There are huge developer benefits available to focusing more on making a great relational programming environment, well outside the SQL standard.

Examples of small things Postgres could have:
  • SELECT * - b.a_id from a natural join b
    • let me describe a select list by removing fields from a relation. In the example, I get all fields in the join of  a  and b other than the shared key, which I only get once.
I could see this as being extremely useful, I would support non standard ways of subtracting from '*',not necessarily in that syntax.
 
    • note how this simplifies maintaining views wrt  changes in tables
  • Let me put the FROM clause first
    • if I can write FROM a join b SELECT a.height, a.name, b.email then an editor can give me autocomplete when I’m writing the select clause.
I see the benefit, but it's not big enough to support standard deviation IMO.  SQL grammar is already very complex and this wouldn't help, even if it's deterministically parsable.  
  • Hierarchical schemas
This would violate the standard, and would be unclear.  Rules are set, identifier is [database.].[schema.][table.].column. and your change would introduce ambiguity. 
 
Examples of larger things Postgres might have:
  • First-class functions.
    • A global-only namespace is dumb. Schemas are only slightly less dumb. The obvious way to store and call functions is as values of fields. Let me organize them how I choose
Not following this, can you elaborate specific uses?
 
    • Also let me pass around functions as values, let me make new ones and so on. Postgres is the best relational programming environment already because it has a decent type system and more general features. Let’s expand and also simplify that.

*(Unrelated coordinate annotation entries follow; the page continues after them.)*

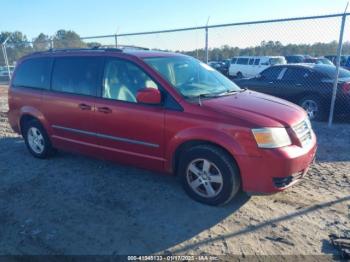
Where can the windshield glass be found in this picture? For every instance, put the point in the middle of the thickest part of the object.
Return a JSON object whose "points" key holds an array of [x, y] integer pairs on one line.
{"points": [[191, 77]]}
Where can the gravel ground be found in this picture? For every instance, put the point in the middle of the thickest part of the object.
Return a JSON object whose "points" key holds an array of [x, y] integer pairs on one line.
{"points": [[71, 204]]}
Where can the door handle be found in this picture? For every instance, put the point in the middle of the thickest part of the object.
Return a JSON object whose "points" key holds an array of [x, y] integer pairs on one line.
{"points": [[105, 110], [84, 106]]}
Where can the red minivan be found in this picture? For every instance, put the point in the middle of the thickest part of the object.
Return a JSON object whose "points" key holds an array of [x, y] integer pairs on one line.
{"points": [[161, 111]]}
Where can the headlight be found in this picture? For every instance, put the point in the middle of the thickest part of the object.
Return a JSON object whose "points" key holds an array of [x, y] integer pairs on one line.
{"points": [[271, 137]]}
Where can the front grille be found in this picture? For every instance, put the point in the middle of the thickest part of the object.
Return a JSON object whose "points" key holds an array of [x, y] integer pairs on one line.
{"points": [[303, 132]]}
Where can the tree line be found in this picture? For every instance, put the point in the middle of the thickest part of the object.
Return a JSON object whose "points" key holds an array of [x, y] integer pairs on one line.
{"points": [[19, 45]]}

Ditto above. Mostly we can work around this with dynamic SQL today without too much effort. 
    • Also nested function definitions, so top-level functions can be built out of local auxiliary functions.
  • Other languages
    • Tutorial D, Datalog, Quell, let’s open this puppy up!
    • SQL is a terrible, no good, very bad language
Postgres used to suport QUEL way back in the day.  Being blunt, there is zero chance of this happening in core.  A query language translator out of core, preprocessing the language into SQL, might work.   SQL has evolved far beyond what those languages could practically offer.   Main benefit here would be to better support relational division, which bizarrely has yet to arrive in SQL.
 A portable, low-level API
    • An alternative to SQLite that provides CRUD operations on a Postgres database.
This has been frequently discussed in the archives. Short version, won't happen; it would put too many constraints on the architecture.